AN ANALYSIS OF ETHICAL CLUSTERING IN SINGAPORE

允我心安 提交于 2020-01-14 07:42:52

1 Introduction

This paper presents an analysis of neighborhood clustering in Singapore and further apply the conclusion in choosing a best place for opening a themed restaurant.
Singapore is a small country (of only 1,067 km^2) with diversified ethnic groups such as Chinese(76.2%), Malays(15.0%), Indians(7.4%) as well as Indonesian, Peranakan and Western. And religious dietary strictures do exist, Muslims do not eat pork and Hindus do not eat beef and there is a significant group of vegetarians/vegans. It is nature to think of understanding Singapore ethic group clustering through restaurants around each neighborhood.
Furthermore, it’s also possible to find the best location of choosing the right neighborhood using the result of above analysis.
Thus, this report would consist of mainly two parts:
A general analysis of clustering through machine learning with restaurant data;
an application of above neighborhood clustering result, in specific, finding the right neighborhood for opening a Japanese restaurant;

Business problem:
The second part of report is an actual problem: finding the best location of opening a Japanese restaurant. Generally Japanese restaurants are high-ended, targeting at the wealthy. Thus, an intuitive answer is downtown, but we will see if we can get same answer through quantitative analysis.
Normal approach of tackling this problem is starting by analyzing target customer, finding relevant characters of a place with relevant customers. But we will apply a classic assumption of efficient market, where the current existence of market represents the reasonable solution. In short, everything real is rational. This assumption should work well in Singapore since it’s a highly developed country with high average education and information flows fast and fluent here.
As a result, the problem can be further transferred into: finding the neighborhood which has a most significant feature of Japanese restaurant.

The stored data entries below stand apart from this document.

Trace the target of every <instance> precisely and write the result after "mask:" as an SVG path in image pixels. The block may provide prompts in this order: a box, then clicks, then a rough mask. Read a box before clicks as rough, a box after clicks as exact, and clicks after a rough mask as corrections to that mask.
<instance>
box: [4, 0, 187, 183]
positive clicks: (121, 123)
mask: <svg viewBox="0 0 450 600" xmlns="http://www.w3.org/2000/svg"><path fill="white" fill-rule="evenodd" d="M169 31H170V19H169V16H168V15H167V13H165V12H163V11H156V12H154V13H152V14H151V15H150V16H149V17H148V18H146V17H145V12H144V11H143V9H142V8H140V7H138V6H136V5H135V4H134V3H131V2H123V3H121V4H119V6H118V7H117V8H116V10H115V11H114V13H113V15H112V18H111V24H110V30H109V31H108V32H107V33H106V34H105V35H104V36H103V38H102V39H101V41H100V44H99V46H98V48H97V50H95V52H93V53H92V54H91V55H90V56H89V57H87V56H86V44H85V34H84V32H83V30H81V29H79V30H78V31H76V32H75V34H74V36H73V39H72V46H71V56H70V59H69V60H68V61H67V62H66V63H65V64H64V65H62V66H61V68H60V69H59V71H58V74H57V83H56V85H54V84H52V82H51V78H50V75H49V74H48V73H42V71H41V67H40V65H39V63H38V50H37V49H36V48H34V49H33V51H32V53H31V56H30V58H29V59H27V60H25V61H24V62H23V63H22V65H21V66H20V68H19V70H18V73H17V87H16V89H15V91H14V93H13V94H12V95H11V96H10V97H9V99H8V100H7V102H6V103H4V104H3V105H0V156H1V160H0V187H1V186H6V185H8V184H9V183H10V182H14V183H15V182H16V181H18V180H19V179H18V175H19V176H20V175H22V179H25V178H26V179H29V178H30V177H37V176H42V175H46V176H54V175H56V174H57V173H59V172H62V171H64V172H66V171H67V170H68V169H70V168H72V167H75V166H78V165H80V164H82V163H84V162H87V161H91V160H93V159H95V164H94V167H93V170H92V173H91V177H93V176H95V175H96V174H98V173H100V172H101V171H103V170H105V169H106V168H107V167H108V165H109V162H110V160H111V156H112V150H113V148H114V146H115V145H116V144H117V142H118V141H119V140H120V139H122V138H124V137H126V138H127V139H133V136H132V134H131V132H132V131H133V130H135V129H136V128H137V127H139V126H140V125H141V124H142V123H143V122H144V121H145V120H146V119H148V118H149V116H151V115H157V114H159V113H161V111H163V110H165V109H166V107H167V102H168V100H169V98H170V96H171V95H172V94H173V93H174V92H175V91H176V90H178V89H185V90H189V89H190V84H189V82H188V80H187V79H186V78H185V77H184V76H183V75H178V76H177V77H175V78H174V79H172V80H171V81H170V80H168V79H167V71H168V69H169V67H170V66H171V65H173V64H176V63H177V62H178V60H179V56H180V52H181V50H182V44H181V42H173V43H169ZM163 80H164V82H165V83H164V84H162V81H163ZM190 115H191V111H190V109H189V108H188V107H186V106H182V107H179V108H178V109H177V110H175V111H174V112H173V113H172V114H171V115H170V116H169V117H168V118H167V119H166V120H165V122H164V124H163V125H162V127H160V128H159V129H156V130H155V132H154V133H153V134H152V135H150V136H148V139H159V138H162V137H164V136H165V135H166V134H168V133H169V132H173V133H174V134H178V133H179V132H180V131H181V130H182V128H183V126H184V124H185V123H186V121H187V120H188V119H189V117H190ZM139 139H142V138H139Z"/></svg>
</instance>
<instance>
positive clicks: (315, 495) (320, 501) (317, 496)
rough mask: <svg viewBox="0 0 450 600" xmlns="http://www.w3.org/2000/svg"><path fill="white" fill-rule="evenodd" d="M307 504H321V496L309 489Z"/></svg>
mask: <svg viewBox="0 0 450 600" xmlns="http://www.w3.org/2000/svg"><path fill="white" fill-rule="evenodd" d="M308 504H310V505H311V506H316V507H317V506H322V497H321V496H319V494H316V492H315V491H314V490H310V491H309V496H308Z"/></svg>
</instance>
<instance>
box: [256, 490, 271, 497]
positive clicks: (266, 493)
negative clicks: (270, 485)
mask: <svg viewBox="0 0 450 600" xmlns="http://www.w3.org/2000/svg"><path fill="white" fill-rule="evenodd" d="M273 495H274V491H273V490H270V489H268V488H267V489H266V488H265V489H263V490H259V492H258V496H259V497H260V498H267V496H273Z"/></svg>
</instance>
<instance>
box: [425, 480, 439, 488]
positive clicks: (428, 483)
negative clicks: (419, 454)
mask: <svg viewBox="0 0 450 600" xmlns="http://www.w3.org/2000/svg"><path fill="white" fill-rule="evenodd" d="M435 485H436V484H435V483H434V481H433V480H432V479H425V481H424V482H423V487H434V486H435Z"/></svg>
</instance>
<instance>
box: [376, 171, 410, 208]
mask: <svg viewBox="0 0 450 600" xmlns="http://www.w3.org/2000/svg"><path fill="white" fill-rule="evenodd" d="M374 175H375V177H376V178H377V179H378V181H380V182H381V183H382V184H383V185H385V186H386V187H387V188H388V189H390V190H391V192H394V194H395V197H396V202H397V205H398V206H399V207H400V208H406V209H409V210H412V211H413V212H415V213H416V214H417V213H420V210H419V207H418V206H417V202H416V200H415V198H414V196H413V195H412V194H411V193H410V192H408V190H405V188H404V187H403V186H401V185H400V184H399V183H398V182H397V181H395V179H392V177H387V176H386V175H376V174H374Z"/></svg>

Target audience of this report:
Officials who wants to understand geographic clustering of neighborhood in a quantitative way may find this report useful.
Investors who wants to open a new restaurant may find this report useful in providing methodology in choosing location of opening a new restaurant.
Market analyst may find this report useful in understanding the link between

2 Data

2.1 Data Source

Following data would be used for solving the problem.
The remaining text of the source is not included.